Testing moisturizers for safety
Dermatologist Keyvan Nouri, MD, director of dermatologic surgery at the University of Miami Miller School of Medicine and author of the best-selling book Skin Cancer, agrees that companies that make moisturizers should test their products. "This study could definitely be a warning to alert these companies to consider testing moisturizing creams with some sort of assay," Nouri said. "These creams need to be tested first before they come to market."
Moisturizers are classified as cosmetics by the FDA, which does not require that they undergo the same safety and efficacy tests required for drugs.
The moisturizers did not cause cancer in the mice.
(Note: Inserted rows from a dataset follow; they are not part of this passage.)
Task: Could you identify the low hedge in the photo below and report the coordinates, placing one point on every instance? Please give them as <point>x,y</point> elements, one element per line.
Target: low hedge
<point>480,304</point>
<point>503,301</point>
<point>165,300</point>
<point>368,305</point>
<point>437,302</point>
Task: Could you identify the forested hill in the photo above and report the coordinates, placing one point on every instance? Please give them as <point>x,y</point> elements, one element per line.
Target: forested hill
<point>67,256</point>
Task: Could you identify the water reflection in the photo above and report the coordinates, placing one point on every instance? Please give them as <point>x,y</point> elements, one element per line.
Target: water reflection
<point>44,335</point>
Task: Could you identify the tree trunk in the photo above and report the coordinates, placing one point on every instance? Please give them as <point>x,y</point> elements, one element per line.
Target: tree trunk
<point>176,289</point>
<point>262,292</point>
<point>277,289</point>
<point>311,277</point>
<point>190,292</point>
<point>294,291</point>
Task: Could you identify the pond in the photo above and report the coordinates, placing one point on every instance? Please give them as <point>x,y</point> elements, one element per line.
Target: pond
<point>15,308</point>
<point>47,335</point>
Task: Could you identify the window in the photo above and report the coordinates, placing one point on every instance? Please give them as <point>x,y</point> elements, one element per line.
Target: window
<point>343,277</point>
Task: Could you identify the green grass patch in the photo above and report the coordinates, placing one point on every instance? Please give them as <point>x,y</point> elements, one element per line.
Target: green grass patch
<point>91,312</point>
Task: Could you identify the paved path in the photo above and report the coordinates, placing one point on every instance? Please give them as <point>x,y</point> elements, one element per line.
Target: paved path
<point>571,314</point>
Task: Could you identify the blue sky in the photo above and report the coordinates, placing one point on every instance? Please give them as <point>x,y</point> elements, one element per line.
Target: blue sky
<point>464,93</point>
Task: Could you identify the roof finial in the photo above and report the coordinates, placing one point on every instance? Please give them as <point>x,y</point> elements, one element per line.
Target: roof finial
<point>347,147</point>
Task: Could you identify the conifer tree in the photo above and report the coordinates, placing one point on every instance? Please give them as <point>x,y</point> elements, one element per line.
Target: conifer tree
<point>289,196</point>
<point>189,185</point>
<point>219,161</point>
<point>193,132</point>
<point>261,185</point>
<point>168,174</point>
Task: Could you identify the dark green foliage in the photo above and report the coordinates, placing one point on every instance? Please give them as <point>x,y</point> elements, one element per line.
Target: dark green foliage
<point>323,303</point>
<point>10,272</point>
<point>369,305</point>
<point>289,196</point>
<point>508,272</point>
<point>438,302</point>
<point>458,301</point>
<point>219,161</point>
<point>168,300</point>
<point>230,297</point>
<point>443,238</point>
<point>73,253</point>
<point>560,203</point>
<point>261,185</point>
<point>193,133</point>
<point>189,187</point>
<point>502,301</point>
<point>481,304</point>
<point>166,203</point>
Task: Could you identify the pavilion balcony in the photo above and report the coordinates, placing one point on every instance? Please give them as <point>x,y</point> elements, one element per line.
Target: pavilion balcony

That came from their early-life radiation exposure. But the creams did make skin cancers grow faster and more readily.
Nouri noted that the radiation damaged the skin of the mice before the moisturizing creams were applied. That, he says, might account for the moisturizers' unusual tumor-promoting effect. However, he noted that the skin cancers are becoming much more common in humans. "There are over a million cases a year," he said. "It is by far the most common cancer we deal with. Skin cancers account for more than half of all cancers combined. But most skin cancers are totally curable."
What is it about the moisturizers that might promote cancer? The Conney team asked Johnson & Johnson to make them a "custom blend" moisturizer without two ingredients previously linked to skin irritation (sodium lauryl sulfate) and tumor promotion (mineral oil). The custom blend, on which Rutgers University and Johnson & Johnson hold a patent, did not promote skin cancer.
But not all of the products tested use these ingredients, so exactly what--if anything--might be linked to cancer isn't known. And it's certainly clear that mouse and human skin are very different.
Moisturizers still necessary
Nouri warned consumers not to stop using moisturizers. "As we get older, our skin gets drier," he said. "We need to moisturize, otherwise our skin gets dry and we get eczema, dermatitis, rashes and so on. It is too soon to say from this study people should stop moisturizing."
Eucerin is made by Beiersdorf Inc, who said in a statement, "We have just learned about this study and are currently reviewing it to understand the findings. Eucerin Original Creme has been on the market for more than 100 years and is a highly respected, dermatologist-recommended brand. It has been widely used by both individuals with normal skin and those with diseased skin under the care of physicians, and no incidents of this nature have ever been reported."
Vanicream is made by Pharmaceutical Specialties Inc. (PSI), and in a statement, PSI president Conrad O. Thompson, RPh, said there is nothing in the Conney study to indicate any need for change in current recommendations for use of Vanicream. "Treatment with Vanicream Skin Cream clearly did not increase the proportion of animals that developed tumors," Thompson noted.
Dermovan, a wholesale-only product used as a base to which other ingredients are added by compounding pharmacists, was made by Healthpoint Ltd. until the product was discontinued in 2006. "The product has been around for 50 years, and has no safety issues related to it," Healthpoint spokesman Mark Mitchell said.
Dermabase maker Paddock Laboratories Inc. did not respond to requests for comment.
The Conney study appears in the Aug. 14 advance online issue of the Journal of Investigative Dermatology.